Peter Moser, dessen Beitrag etwas unglücklich im Kapitel "Internationale Perspektiven" gelandet ist, diskutiert noch einmal einen anderen Modus von Stadt-Land-Verhältnissen. Indem er die Schweiz mit Irland vergleicht, kann er herausarbeiten, wie wichtig die zugestandenen Entwicklungspotentiale für die Entwicklung des Stadt-Land-Verhältnisses waren. In der Schweiz, wo ländliche Räume anders adressiert wurden als nur "noch nicht städtisch", wurde eine andere Entwicklung möglich als in Irland, das sehr stark auf Dublin ausgerichtet ist. Allerdings beschränkte sich dieses angesprochene eigenständige Entwicklungspotential der ländlichen Räume nicht allein auf diskursive Zuschreibungen, sondern zudem auch auf die jeweils zur Verfügung stehenden natürlichen Ressourcen als auch die wandelbaren Funktionen, die die ländlichen Räume für "Städte, Agglomerationen und Nationalstaaten ausübten" (291). Daher sollten Stadt und Land nicht als Gegensatz verstanden werden, sondern als jeweils konkrete kommunikative und materielle Räume, die in einem komplexen Wechselspiel miteinander und den jeweiligen Umwelten standen.

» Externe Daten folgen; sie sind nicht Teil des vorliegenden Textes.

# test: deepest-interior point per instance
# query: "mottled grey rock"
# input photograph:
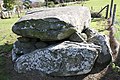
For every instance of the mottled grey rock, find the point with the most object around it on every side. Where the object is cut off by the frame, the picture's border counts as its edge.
(40, 45)
(54, 23)
(77, 37)
(65, 59)
(23, 39)
(105, 54)
(26, 45)
(89, 32)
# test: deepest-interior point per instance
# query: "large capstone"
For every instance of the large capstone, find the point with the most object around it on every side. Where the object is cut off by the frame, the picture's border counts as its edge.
(54, 23)
(64, 59)
(105, 56)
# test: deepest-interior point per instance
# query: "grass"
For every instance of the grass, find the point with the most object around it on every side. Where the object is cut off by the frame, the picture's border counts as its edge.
(7, 37)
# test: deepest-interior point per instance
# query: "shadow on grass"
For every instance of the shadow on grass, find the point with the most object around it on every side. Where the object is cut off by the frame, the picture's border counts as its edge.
(112, 74)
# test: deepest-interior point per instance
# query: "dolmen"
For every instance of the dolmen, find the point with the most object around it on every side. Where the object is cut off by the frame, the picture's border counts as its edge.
(59, 42)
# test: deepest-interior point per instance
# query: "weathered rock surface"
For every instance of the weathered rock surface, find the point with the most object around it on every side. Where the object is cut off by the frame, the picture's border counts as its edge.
(26, 45)
(105, 56)
(65, 59)
(53, 24)
(77, 37)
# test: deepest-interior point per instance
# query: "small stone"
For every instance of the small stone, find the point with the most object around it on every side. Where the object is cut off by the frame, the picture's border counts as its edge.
(23, 39)
(105, 56)
(77, 37)
(89, 32)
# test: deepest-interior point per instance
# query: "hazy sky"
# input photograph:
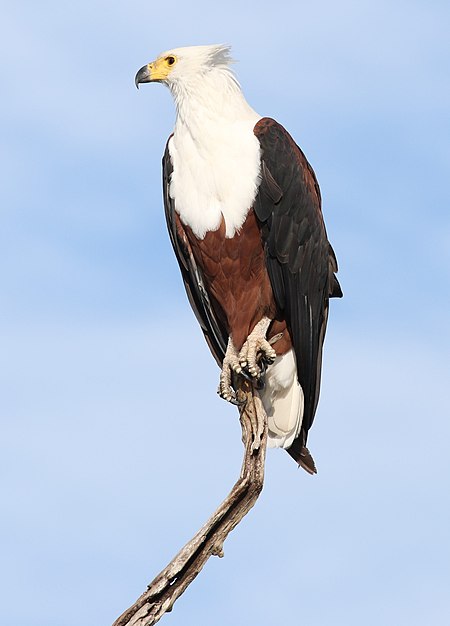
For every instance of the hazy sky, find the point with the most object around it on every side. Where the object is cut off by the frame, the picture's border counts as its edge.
(115, 447)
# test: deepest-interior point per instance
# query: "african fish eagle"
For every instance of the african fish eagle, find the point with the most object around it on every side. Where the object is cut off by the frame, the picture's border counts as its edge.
(243, 210)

So vielfältig und unterschiedlich die versammelten Aufsätze auch sind, so zeigen sie doch insgesamt, dass es zu kurz greift, wenn die Geschichte des 20. Jahrhunderts implizit immer die Geschichte des städtischen Lebens ist. Eine räumlich orientierte Gesellschaftsgeschichte, wie sie die Autoren des Bandes fordern, muss dazu beitragen, die Stadt als das "Allgemeine" der Geschichte in der Moderne zu hinterfragen. Nicht nur ländliche Räume müssen in ihrem Zusammenspiel mit städtischen Räumen verstanden werden, sondern auch umgekehrt. Zudem wird durch eine solche räumliche Sensibilität erreicht, dass allzu starke Generalisierungen hinterfragt werden. Ebenso wenig wie es "das Land" im 20. Jahrhundert gab, gab es "die Stadt". Diese Entitäten müssen aufgelöst und durch historische Konkretion ersetzt werden. Wie das geht, zeigen die empirischen Beispiele des Sammelbandes.

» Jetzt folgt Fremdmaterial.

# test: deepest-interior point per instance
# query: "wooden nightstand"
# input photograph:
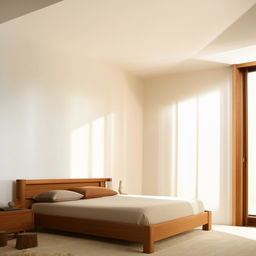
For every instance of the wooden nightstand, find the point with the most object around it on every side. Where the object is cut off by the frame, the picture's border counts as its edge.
(16, 221)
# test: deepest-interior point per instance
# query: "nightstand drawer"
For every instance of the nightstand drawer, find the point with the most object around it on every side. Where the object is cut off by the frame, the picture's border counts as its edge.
(15, 221)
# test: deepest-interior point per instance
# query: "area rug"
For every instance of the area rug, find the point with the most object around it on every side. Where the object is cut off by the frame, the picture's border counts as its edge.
(31, 253)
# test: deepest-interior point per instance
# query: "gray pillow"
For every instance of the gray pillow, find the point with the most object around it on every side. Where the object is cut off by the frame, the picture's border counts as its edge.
(57, 196)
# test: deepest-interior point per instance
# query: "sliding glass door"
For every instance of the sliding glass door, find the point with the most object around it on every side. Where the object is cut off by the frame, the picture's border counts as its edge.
(251, 143)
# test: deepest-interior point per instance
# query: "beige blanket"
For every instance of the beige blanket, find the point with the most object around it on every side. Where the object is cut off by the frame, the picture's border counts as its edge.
(141, 210)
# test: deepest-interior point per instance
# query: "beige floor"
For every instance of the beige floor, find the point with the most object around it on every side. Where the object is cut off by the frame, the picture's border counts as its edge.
(223, 240)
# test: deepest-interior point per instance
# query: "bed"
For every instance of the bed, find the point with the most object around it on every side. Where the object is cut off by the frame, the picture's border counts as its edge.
(135, 218)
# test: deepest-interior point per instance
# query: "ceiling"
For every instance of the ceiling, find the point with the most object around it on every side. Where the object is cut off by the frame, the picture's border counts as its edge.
(11, 9)
(146, 37)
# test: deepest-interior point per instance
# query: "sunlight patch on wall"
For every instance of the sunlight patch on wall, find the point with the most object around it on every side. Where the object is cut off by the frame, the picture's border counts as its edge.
(191, 138)
(92, 148)
(80, 144)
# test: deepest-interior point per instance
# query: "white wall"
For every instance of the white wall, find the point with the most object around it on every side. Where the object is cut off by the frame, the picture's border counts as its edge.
(65, 116)
(187, 148)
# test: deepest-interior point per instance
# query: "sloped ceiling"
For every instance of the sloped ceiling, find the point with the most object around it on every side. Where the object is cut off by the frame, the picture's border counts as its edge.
(235, 45)
(145, 37)
(11, 9)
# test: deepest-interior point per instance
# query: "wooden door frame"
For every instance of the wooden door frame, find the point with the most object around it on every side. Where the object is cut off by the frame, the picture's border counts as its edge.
(239, 154)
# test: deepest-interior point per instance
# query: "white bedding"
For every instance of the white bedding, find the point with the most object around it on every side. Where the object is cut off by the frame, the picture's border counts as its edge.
(141, 210)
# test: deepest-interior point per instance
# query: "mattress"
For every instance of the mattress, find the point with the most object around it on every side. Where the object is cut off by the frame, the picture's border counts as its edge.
(140, 210)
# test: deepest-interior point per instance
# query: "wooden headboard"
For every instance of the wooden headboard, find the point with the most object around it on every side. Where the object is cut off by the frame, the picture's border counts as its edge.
(26, 189)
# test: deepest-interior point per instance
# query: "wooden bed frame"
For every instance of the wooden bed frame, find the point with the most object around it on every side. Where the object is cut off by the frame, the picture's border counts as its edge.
(146, 235)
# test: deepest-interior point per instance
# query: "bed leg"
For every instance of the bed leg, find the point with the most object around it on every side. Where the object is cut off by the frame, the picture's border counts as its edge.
(208, 226)
(148, 245)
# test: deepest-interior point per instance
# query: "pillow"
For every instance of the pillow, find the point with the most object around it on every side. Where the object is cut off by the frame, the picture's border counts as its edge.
(94, 192)
(57, 196)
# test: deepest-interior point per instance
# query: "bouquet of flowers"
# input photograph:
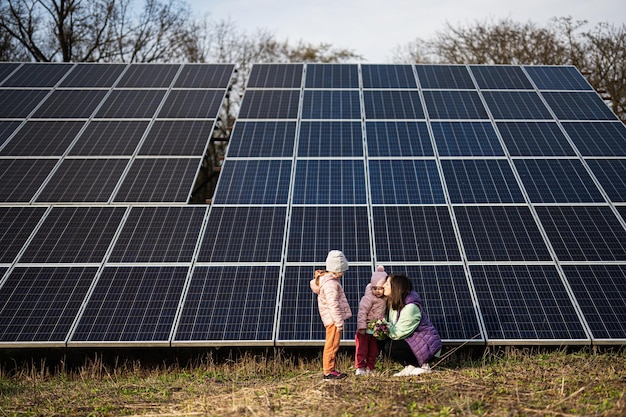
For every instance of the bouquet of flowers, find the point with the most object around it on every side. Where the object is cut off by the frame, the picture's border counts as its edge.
(378, 328)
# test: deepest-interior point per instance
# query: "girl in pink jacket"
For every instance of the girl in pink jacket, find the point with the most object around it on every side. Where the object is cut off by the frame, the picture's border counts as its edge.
(333, 307)
(371, 308)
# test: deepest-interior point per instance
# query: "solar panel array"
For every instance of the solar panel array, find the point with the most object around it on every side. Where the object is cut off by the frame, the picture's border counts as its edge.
(498, 189)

Ein weiterer Schritt, der die Bedeutung der Stadt-Land-Beziehungen und des ländlichen Raums für eine Gesellschafts- und Kulturgeschichte des 20. Jahrhunderts unter Beweis stellen würde, wäre nun allerdings noch eine stärkere Ankopplung an aktuelle Problemstellungen der Zeitgeschichte. So ist es doch verwunderlich, dass ein Band, der explizit dazu beitragen will, dieses Themenfeld im Zentrum der Geschichtswissenschaft zu verankern, und gleichzeitig einen zeitlichen Schwerpunkt in der zweiten Hälfte des 20. Jahrhunderts setzt, vollkommen ohne die Diskussionen der "Strukturbruch"-These auskommt. Eine stärkere Andockung an Themen der Zeitgeschichte wäre nicht nur strategisch wünschenswert, um die Geschichte des ländlichen Raums und seiner Beziehungen aus der Exoten-Ecke herauszuholen. Darüber hinaus könnte vermutlich eine historisch konkrete Erforschung der 1970er-Jahre im ländlichen Raum erheblich zu einer weiteren Problematisierung der Strukturbruch-These beitragen.